During 2019, sales of tools and accessories to the chain exceeded $230,000,000. Management of TBL
Tools believes that sales to the chain would contribute significantly if the cost of procuring as well as
storing and distribution decreased. The company is considering selecting suppliers of special parts
(BAZ-501) from China and/or South Korea. Currently, annual usages of the parts are around 390,000
units with a weekly standard deviation of 1500 units. Corporate managers met and made a shortlist of
two companies: one Xian Corp. from Chongqing, China and another Youngon Ltd. from Seoul, South
Korea. They found that the quality of the special parts of both companies is comparable. But initially,
they want to select and make an agreement with one company. The inventory manager informed that
there is a space for 50,000 units of the part.

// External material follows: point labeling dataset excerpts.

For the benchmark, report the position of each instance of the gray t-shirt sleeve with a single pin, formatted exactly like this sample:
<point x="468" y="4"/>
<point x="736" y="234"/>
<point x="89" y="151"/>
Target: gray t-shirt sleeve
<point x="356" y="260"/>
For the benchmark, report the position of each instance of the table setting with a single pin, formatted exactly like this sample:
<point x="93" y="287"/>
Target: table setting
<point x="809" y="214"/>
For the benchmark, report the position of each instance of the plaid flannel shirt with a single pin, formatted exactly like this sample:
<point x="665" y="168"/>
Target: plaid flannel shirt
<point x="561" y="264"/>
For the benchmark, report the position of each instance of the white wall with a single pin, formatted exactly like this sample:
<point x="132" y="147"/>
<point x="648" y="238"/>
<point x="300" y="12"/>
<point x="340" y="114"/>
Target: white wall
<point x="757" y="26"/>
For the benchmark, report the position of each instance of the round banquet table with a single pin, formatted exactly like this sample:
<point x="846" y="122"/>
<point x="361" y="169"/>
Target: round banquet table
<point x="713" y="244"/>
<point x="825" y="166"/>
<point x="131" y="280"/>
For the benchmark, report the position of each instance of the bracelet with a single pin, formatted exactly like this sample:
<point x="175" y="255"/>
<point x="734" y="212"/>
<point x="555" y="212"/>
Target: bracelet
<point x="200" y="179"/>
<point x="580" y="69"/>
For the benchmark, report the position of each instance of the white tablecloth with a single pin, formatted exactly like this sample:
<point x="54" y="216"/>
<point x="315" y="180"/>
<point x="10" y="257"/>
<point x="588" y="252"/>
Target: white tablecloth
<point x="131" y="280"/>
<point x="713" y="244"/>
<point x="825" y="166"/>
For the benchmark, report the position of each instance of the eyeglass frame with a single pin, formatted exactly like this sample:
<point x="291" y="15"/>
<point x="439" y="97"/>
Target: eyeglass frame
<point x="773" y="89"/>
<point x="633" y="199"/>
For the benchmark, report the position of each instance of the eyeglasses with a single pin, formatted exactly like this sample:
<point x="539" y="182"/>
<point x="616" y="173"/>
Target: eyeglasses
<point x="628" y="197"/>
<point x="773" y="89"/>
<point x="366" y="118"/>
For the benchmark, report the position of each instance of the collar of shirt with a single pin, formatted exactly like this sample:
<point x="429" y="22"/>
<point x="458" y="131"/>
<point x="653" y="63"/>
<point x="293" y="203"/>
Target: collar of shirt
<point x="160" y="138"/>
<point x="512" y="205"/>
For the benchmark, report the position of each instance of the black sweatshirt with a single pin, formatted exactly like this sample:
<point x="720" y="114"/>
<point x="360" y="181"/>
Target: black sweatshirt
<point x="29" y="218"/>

Xian Corp has offered a FOB price of $34 per unit for the next two years with a lot of a minimum of
45,000 units. Xian also mention that the best way to transport products from Chongqing to Duisburg is
railway and 42,000 units is a cost-effective lot for transportation. Other lot sizes will increase the cost.
Transporting using railway from Chongqing to Duisburg requires a lead time of 4 weeks with a freight
cost of $2.10 per unit. 
The offer from Youngon Ltd is $32.50 per unit up to the airport with a minimum  of 15,000 units to be
transported from Seoul to Duisburg using cargo plane. Airfreight charge is $8.20 per part. It requires one
week to forward and clear a cargo. Youngon’s price offer is also for the next two years.
It is found from previous experience that around 0.3% parts become obsolete during transportation by
train against 0.42% parts by air.
The finance manager of the company informed the production manager that the annual stock inventory
holding cost is around 27% of the price whereas in-transit holding cost is 18% of the price. Supply chain
manager stated that they can manage 3% stock out risk for the product.

DISCUSSION QUESTIONS

a. Evaluate and find which one of the companies will you choose?

b. Identify the risks there in selecting supplier and in the purchasing process.